I will update this page as I go along. Thanks for your patience.
3-2-1 method: a popular method for barbecue ribs, which consists of three hours of smoke exposure, two hours wrapped in foil, then one hour unwrapped and back on the smoker.
Baby back ribs: most tender and lean ribs, connected at the spine and beneath the loin muscle of a pig. Meatier, curved, and usually short, hence the name; NOT from baby pigs
BBQ, barbecue, barbeque: the process of cooking food using smoke over long periods of time. Spelled in different ways, but means the same thing.
Bark: the outer portion of the meat that starts to form an outer crust of sorts via the time exposed to smoke and heat.
Brine: a method used to bring out flavor in meat before you cook it. Commonly done with water, salt, and sugar. Can also be done without water, considered a dry brine.
Caveman: the method of cooking meat by placing it directly on the ashed-over wood or coals.
Cold smoke: the process of smoking at lower temperatures than normal, usually between 75-100 degrees F; easier to be done in the winter months.
Cured meat (or vegetables): the flavoring and food preservation process; mostly involves smoking, cooking, or spicing. Note: nitrates are common in this process.
Frenched: cleaning of the meat, fat, and cartilage between the tips of the bones on a cut of meat; also makes for a cleaner presentation.
Gasket: a seal that helps tighten the space between two surfaces; with a smoker, it helps keeps the lid tight so heat doesn’t escape.
Green ham: a ham that has neither been smoked nor cured previously.
Indirect heat: cooking food via smoke, usually done with a heat source away from the food being cooked, but still close enough to absorb the smoke and lower amounts of heat; some consider this the true way to barbecue.
Kamado: a Japanese-style smoker which is shaped like an urn or an upside down egg.
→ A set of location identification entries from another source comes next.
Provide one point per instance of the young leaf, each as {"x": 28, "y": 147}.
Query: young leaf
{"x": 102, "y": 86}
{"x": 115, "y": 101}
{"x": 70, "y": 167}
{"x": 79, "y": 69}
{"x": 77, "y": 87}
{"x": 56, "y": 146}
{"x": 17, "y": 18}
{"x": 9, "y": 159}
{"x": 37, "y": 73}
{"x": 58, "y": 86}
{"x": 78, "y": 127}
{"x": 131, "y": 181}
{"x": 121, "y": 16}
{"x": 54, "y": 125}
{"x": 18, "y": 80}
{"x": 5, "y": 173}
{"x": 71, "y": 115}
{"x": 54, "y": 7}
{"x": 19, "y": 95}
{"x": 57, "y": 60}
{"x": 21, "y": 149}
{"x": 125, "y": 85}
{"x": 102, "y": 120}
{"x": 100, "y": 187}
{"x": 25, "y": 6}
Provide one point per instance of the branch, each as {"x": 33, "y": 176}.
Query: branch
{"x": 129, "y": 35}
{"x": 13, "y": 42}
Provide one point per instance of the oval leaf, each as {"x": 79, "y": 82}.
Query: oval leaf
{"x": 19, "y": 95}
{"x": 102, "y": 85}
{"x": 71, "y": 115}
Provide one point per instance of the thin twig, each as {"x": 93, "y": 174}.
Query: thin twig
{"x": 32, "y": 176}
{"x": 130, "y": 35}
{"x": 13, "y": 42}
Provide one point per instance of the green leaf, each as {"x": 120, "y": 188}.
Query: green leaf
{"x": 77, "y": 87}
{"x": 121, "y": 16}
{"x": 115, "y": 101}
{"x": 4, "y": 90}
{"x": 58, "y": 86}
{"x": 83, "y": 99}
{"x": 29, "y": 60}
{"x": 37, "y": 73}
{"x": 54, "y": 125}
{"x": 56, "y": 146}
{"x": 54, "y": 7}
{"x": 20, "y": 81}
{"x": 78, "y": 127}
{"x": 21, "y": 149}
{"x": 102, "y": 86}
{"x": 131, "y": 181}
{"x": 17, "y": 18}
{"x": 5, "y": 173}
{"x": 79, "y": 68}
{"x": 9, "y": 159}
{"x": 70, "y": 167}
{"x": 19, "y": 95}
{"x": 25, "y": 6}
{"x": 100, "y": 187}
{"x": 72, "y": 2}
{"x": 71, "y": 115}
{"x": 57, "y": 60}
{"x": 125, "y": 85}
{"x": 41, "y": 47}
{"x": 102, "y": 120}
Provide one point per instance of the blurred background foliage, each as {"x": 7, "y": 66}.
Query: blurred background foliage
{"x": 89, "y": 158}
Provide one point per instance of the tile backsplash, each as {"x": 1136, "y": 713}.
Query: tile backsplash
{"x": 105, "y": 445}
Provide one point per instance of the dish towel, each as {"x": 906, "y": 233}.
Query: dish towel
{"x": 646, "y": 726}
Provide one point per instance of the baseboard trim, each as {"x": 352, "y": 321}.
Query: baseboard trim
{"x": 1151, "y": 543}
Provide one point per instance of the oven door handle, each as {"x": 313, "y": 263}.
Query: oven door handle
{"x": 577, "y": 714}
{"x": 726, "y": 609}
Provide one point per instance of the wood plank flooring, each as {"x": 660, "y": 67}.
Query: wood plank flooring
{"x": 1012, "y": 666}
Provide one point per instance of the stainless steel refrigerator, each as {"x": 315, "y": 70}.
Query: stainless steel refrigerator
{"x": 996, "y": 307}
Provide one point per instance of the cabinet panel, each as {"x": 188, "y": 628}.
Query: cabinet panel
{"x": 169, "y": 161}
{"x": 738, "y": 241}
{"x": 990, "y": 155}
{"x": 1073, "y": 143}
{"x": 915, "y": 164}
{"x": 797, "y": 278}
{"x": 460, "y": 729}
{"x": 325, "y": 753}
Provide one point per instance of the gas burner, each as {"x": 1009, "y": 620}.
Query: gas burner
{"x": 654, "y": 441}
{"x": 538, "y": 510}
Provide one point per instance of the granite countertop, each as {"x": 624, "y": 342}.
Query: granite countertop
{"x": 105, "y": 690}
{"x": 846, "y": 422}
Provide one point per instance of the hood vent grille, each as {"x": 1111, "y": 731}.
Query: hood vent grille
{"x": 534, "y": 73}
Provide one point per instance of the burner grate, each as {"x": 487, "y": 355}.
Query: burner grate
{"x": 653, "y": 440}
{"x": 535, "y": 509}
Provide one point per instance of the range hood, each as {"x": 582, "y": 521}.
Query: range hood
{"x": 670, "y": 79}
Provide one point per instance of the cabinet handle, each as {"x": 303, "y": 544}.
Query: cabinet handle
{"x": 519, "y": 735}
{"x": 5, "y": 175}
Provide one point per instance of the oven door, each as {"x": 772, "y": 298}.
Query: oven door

For example, Big Green Egg brand is a Kamado smoker.
Marbled meat: meat that has spots of fat interwoven into it, presenting a marble-like appearance; mainly in red meat.
Offset firebox smoker: consists of three main parts: 1) the main chamber, the largest part, in which the food is cooked by indirect heat; 2) the firebox, the smaller box in which you generate heat with charcoal and/or wood, in which the smoke for the main chamber flows from; and 3) the chimney, or smoke stack, in which the smoke exits the smoker.
Pitmaster: one who is in charge of the barbecue; can also be used as a compliment to someone who barbecues very well.
Reverse sear: the searing of meat at the end of the cook, or in our case a smoke, instead of at the beginning.
Sear: to burn or char the surface of a piece of meat; done to seal in the juices.
Sous-vide: a method of slow cooking that involves sealing food in an airtight bag and submerging in water to be cooked at a low temperature (around 130°-140°F or 55°-60°C) for hours, sometimes days depending on the thickness of the meat.
Spatchcock: the removal of the backbone and sternum (sometimes) of poultry or game and flattening it out before cooking.
St. Louis-style ribs: usually longer and flatter than baby back ribs, in a rectangular cut. A lot of bone and a lot of fat, which makes them quite flavorful. Rib tips come from these.
Stall: the point at which meat reaches a certain temperature and holds for hours. Can cause panic, especially when trying to get done at a specific time.